The 2011 All-Ireland semi-final between Dublin and Donegal was a landmark game, the pedestrian nature of some of the early exchanges sparking a chorus of jeers just 20 minutes in when Donegal began passing the ball laterally across their own half-back line, reluctant to engage Dublin any further up the field.
It's funny to look back at that passage of play now and see so many replicas.
The jeers don't come as quick or as often because the crowds have become so accustomed to such a built-in practice of the game.
Derry's 0-8 to 0-4 2015 league defeat to Dublin in Croke Park was another one of those moments when the northerners, destroyed by Dublin in an open league final 11 months earlier, put up the sandbags and dug the trenches deeper.
Sporadically, there have been a few games in Donegal that have been just as eye-opening, slow bicycle races that can't all be blamed on strong winds.
When Glenswilly defeated St Eunan's in a league match in 2016 the scoreline was 0-3 to 0-2.
But maybe nothing has plumbed the depths quite like that clip of a Derry senior football match on Sunday night between reigning Ulster champions Slaughtneil and Magherafelt which surfaced online.
Slaughtneil won the game by 0-10 to 0-5 but the last minute or so before half-time was as bizarre a passage of play that you are likely to see, providing the most extreme consequence of what can go wrong when a team decide to run down the clock and their opponents decide not to resist.
In the clip Slaughtneil hold possession with one player standing in the same spot soloing unchallenged until he gets bored and hands the ball off to a colleague just inside their own half.
And so it continued at walking pace, Magherafelt, with all of their players back in their own half, opting not to give chase until, finally, the referee blew for half-time.
This, of course, was a worst-case scenario, going against every principle of competitive sport.
If it was horse racing both teams would be called before the stewards for an explanation.
A rugby team are compelled to play the ball from a ruck if a referee orders them to do so. There is no such directive in Gaelic football and nothing to prevent such passages from developing.
Slaughtneil/Magherafelt may have been a worst excess but we've seen enough variations on the theme in recent seasons to know that the game is heading down a definite path. The element of risk has been removed.
In one sense there are some unintended consequences at play. Players have become so competent in a wide range of skills, their movement has become so much better and faster, that unforced errors are much less common.

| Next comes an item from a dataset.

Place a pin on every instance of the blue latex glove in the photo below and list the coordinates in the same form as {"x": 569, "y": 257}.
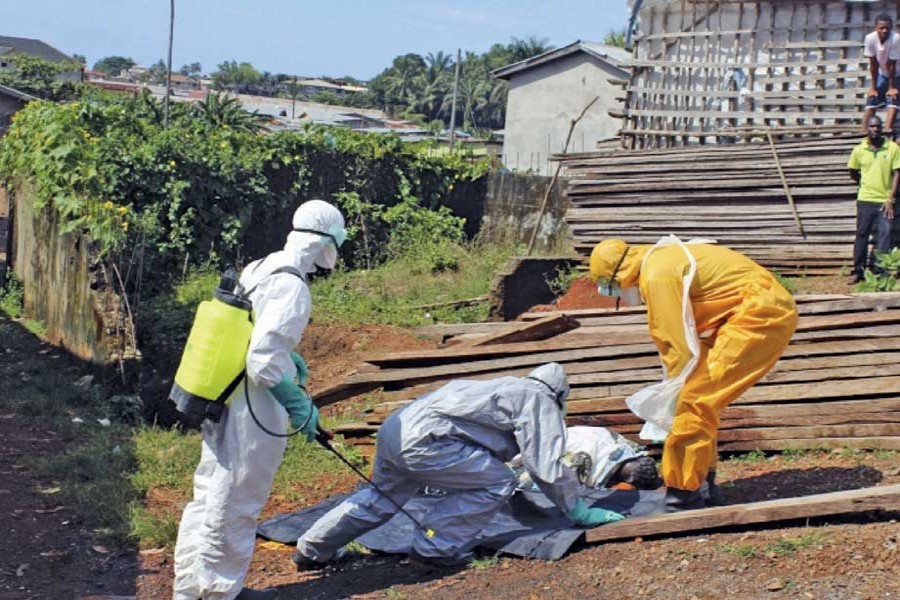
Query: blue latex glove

Theoretically then, the game should be better if the skills and movement are of a higher standard than before. But that just isn't the case.
All the elements are in place but the overall package isn't. The erosion of football's randomness has made it less of a spectacle.
Yes, there is some appreciation in watching a team break down a solid defensive shell, stretching them and making the necessary incisions to score.
But too often now the risk is greater than the potential reward. The ball just isn't 'in dispute' often enough to maintain the collective interest and focus of a watching crowd.
When a Dublin All-Ireland semi-final attracts just over 54,000 and there are tickets openly for sale on the streets outside Croke Park on the day of an All-Ireland final, it can't just be blamed on the dominance of Dublin.
Thus, the work of the new Standing Committee on Playing Rules will provoke much interest over the next few months. And the time to introduce some radical experiments may never be better.
This committee may opt to be bolder than the previous one which tweaked rules around the kick-out.
A restriction on the number of consecutive hand-passes, mirroring a 1994/95 league experiment which prevented back-to-back hand-passes, is on the cards. So too is a mark inside the 20-metre line as a measure in trying to encourage riskier kicks inside.
No one has the ultimate determination in how Gaelic football should be played.
But a committee like this must at least be allowed to come up with a different vision. If the game is continuously evolving then why shouldn't the playing rules evolve with it?
Slaughtneil and Magherafelt provided a timely reminder as to why a rulebook, as much as a game of football, should never stand still.